Have you seen the 2020 docu-drama The Social Dilemma? Described by the producers as ‘a documentary-drama hybrid that reveals how social media is reprogramming civilization, with tech experts sounding the alarm on their own creations,’ it’s enough to make a person want to unplug and run.
Yet the parallels we see in the real world, even very recently, are shockingly similar to the tactics mentioned through the film. Take one of Trump’s most recent social media election campaigns for example. The campaign was successful in using social media platforms to micro-target different groups of Latino voters in South Florida using their fear of communism in their home countries, showing and proving yet again - for good or bad - how behaviours can be changed significantly through AI driven micro-targeting.
While these sort of tactics may seem the realm of underhanded election campaigns, it’s unlikely they come across as surprising to most people, and this is down to the fact that we’ve seen one personal data-misuse story too many in the news over the past few years, and far too many algorithm-driven social media horror stories. Understandably, most of us take AI-driven anything with a pinch of salt.
The same extends to learning platforms.

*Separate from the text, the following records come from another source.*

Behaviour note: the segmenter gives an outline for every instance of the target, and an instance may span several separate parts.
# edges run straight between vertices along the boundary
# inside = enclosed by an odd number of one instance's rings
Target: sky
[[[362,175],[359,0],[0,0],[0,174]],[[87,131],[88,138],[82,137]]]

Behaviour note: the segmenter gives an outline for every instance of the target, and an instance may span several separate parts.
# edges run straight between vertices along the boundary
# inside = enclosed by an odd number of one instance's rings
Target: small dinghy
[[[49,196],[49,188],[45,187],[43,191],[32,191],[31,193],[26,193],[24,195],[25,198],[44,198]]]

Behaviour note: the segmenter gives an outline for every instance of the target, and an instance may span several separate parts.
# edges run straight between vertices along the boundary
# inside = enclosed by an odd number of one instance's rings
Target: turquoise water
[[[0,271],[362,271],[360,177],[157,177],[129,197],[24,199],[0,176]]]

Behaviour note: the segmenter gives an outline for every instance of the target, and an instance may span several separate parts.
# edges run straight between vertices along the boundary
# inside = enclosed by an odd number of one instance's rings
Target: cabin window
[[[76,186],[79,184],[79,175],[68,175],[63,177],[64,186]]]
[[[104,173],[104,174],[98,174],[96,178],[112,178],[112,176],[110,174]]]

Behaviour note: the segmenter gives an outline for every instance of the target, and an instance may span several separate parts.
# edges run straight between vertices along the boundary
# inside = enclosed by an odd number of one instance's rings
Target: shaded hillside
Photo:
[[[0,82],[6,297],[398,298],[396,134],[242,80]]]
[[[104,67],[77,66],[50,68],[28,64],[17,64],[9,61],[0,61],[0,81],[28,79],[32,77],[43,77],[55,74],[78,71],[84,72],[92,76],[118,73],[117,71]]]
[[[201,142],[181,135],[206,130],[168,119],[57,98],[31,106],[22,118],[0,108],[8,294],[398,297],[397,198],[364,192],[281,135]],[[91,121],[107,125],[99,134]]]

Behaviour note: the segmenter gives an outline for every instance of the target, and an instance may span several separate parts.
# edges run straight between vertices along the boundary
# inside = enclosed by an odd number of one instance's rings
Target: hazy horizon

One of the biggest lessons from documentaries like the Social Dilemma is that companies need to be open about how data is used, as otherwise, it could spark some genuine fear that technology, even learning platform technology, could be used in the wrong way. Beyond this, there is a moral obligation here for vendors to use only what is needed and only when needed in order to solve problems that help users and their organisations to perform better. If people don’t have trust, they may fear they are being influenced to think or act differently than they may choose.
The problem that presents itself when fear enters the learning platform opportunity is the risk of people opting out. And what we find is that when people opt out, they generally lose out on potential career building performance and engagement, as well as the potential to make a real impact and contributions towards company goals.
We’re not going to give you an example of what happens when employees opt out due to fear or distrust of their learning platform. Instead, we’re going to give you the Avon example, where opting in to deep learning experiences in-flow and in-context showed superior learning outcomes, fantastically improved sales and impressive representative retention rates.
Fact: When Avon Beauty reps showed even an incremental increase in monthly visits to Avon’s learning development platform deployed by Fuse, the difference between low frequency (1 to 2 visits per month) and medium frequency (3 to 4 visits per month) created dramatic uplifts of +320% in aggregate sales over a 6 month period.
It gets even more interesting. Andy Stamps, Avon’s Digital Experience Manager, discovered a marked filter down effect between sales leaders and beauty reps:
“When we mapped sales leader engagement against beauty rep engagement in any one country, we saw a near carbon copy correlation. In markets such as the UK and Italy where sales leaders were using Avon Connect regularly, so were the beauty reps in those markets. In countries like Taiwan and India though, where sales leader engagement was low, we could see that engagement amongst our entrepreneurs was also low.”
Learn more about how Avon managed to create positive and habitual learning behaviours at scale - with a direct impact on the bottom line. Watch this on-demand webinar with Andy Stamps, Avon’s Digital Experience Designer.
It really does go to show the importance of social at the heart of learning, as well as the power of emotional connection. People like to learn from other people, and people feel motivated and engaged by other people.